The fifth phase is the SIP-enabled consumer. This could be as simple as walking up to a SIP-enabled kiosk or banking machine and initiating a secure collaborative multimedia session with a contact center agent. In the longer term, the increased penetration of SIP-based communication services offered by service providers, and of SIP-enabled PCs and mobile devices, broadens this opportunity to the masses. While the technical challenges in identity federations and securing all communications are being addressed across the industry, the business challenges and opportunities associated with this phase are more significant as they require a rethink of elements of the firm's go-to-market strategy.

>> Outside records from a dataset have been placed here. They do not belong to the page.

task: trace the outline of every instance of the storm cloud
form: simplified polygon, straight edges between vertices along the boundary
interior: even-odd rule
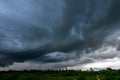
[[[0,0],[0,66],[37,63],[56,69],[119,58],[119,4]]]

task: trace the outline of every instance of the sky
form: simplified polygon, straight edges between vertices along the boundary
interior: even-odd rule
[[[119,0],[0,0],[0,70],[120,69]]]

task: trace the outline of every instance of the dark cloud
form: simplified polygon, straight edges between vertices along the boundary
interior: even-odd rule
[[[33,61],[57,66],[82,58],[119,30],[119,4],[118,0],[1,0],[0,65]],[[80,63],[89,61],[94,60]]]

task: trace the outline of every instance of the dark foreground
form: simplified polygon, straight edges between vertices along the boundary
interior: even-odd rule
[[[120,70],[1,71],[0,80],[120,80]]]

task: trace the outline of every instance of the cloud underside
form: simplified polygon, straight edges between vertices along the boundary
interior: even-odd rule
[[[119,3],[1,0],[0,70],[119,68]]]

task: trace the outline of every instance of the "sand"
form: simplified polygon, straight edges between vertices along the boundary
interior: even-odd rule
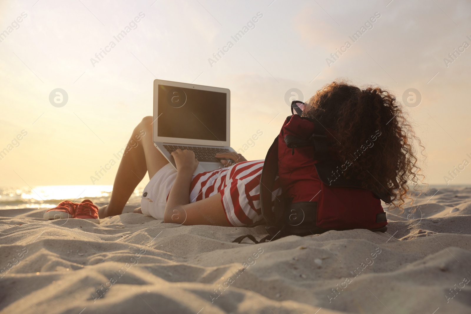
[[[387,214],[386,233],[260,244],[231,241],[260,239],[262,226],[181,226],[130,212],[97,225],[1,210],[0,313],[471,313],[471,188],[432,189],[417,202],[412,216]]]

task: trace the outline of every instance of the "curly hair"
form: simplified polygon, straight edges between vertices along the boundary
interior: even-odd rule
[[[307,104],[310,107],[303,115],[333,130],[338,158],[349,161],[343,175],[358,179],[370,190],[385,190],[391,197],[390,209],[398,207],[402,213],[402,205],[410,198],[409,184],[418,190],[424,178],[414,142],[422,155],[424,147],[394,96],[379,87],[361,89],[334,81]]]

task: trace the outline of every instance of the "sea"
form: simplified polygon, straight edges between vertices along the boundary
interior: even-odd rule
[[[145,186],[138,186],[128,205],[139,206]],[[52,208],[66,200],[80,202],[89,199],[95,203],[109,201],[113,185],[45,185],[0,187],[0,209]]]

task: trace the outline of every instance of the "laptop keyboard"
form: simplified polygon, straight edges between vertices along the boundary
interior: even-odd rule
[[[195,153],[195,157],[196,157],[198,161],[219,162],[219,161],[214,157],[214,155],[221,153],[230,153],[230,151],[227,148],[219,147],[183,146],[181,145],[164,145],[163,147],[169,153],[176,151],[178,148],[179,148],[182,151],[185,149],[193,151]]]

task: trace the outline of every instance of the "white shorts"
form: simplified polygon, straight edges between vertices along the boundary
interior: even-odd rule
[[[158,171],[146,185],[141,199],[141,210],[144,215],[163,219],[167,197],[177,177],[177,170],[169,163]]]

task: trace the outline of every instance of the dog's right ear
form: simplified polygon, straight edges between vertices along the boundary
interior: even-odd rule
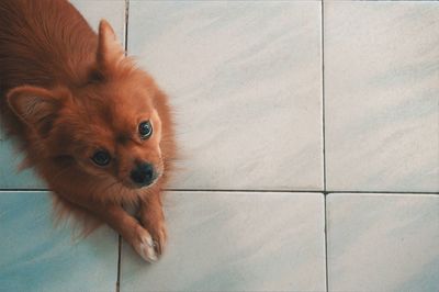
[[[11,110],[31,128],[45,136],[50,131],[63,108],[65,90],[49,91],[44,88],[22,86],[8,93]]]
[[[124,48],[108,21],[101,20],[99,23],[98,37],[98,65],[103,69],[117,65],[125,57]]]

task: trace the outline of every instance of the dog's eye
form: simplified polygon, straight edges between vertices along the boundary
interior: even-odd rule
[[[140,138],[147,139],[153,135],[153,125],[149,121],[142,122],[138,125],[138,133],[140,134]]]
[[[106,166],[111,161],[111,156],[105,150],[98,150],[93,154],[91,160],[98,166]]]

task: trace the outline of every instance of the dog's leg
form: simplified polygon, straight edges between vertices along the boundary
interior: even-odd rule
[[[89,210],[122,235],[146,261],[153,262],[157,260],[157,252],[151,235],[138,224],[137,220],[126,213],[122,206],[114,204],[94,205]]]
[[[158,255],[161,255],[167,240],[167,232],[160,191],[154,191],[142,198],[139,220],[142,225],[153,236],[156,251]]]

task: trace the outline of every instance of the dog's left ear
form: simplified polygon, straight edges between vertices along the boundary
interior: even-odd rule
[[[16,116],[30,128],[45,136],[52,130],[67,93],[66,89],[47,90],[22,86],[9,91],[7,99],[10,109]]]
[[[124,58],[124,48],[106,20],[99,23],[99,41],[97,60],[98,66],[105,69],[111,65],[117,65]]]

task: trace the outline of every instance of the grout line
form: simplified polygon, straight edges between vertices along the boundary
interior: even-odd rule
[[[49,192],[48,189],[16,189],[16,188],[0,188],[0,192]],[[359,193],[359,194],[435,194],[439,195],[438,192],[431,191],[354,191],[354,190],[333,190],[333,191],[324,191],[324,190],[280,190],[280,189],[164,189],[164,191],[168,192],[291,192],[291,193],[323,193],[325,195],[334,194],[334,193]]]
[[[326,191],[326,115],[325,115],[325,2],[322,3],[322,27],[320,27],[320,42],[322,42],[322,139],[323,139],[323,189]]]
[[[324,195],[324,210],[323,212],[325,213],[325,287],[326,287],[326,292],[329,291],[329,269],[328,269],[328,211],[327,211],[327,195]]]
[[[307,192],[307,193],[323,193],[320,190],[258,190],[258,189],[165,189],[167,192]]]
[[[325,218],[325,289],[326,292],[329,290],[329,273],[328,273],[328,217],[326,213],[326,199],[328,192],[326,190],[326,115],[325,115],[325,2],[320,1],[320,47],[322,47],[322,147],[323,147],[323,189],[324,189],[324,218]]]

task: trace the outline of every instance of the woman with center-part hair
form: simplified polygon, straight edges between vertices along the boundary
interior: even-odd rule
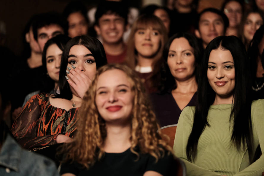
[[[153,15],[140,16],[131,28],[125,62],[137,72],[148,93],[157,90],[156,81],[167,37],[162,21]]]
[[[61,60],[60,94],[33,96],[13,124],[12,133],[23,148],[34,150],[71,141],[84,93],[97,69],[106,63],[102,44],[85,35],[68,42]]]
[[[186,33],[174,35],[164,48],[159,90],[150,94],[162,128],[176,125],[182,109],[195,105],[202,50],[196,38]]]
[[[264,100],[250,97],[249,59],[241,40],[218,37],[205,51],[197,103],[182,111],[174,150],[187,175],[261,175],[264,156]]]
[[[140,79],[127,66],[102,67],[84,97],[61,173],[175,175],[178,167]]]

It's All About Customer Engagement

Contact center agents only have a brief opportunity to exceed service expectations and delight their customers. The expert anywhere approach to customer service, powered by a SIP-based integrated suite of multimedia applications, can link expertise resident across the financial institution, into the contact center enabling single call resolution and delivering a new level of customer service. This is truly business transformation and allows the financial institution to provide faster, more efficient service for stronger customer engagement. Financial institutions which are first to address the considerable security and business challenges associated with the consumer-related scenario described here will achieve a considerable customer service advantage, through anticipatory, real-time, media adaptive customer engagement.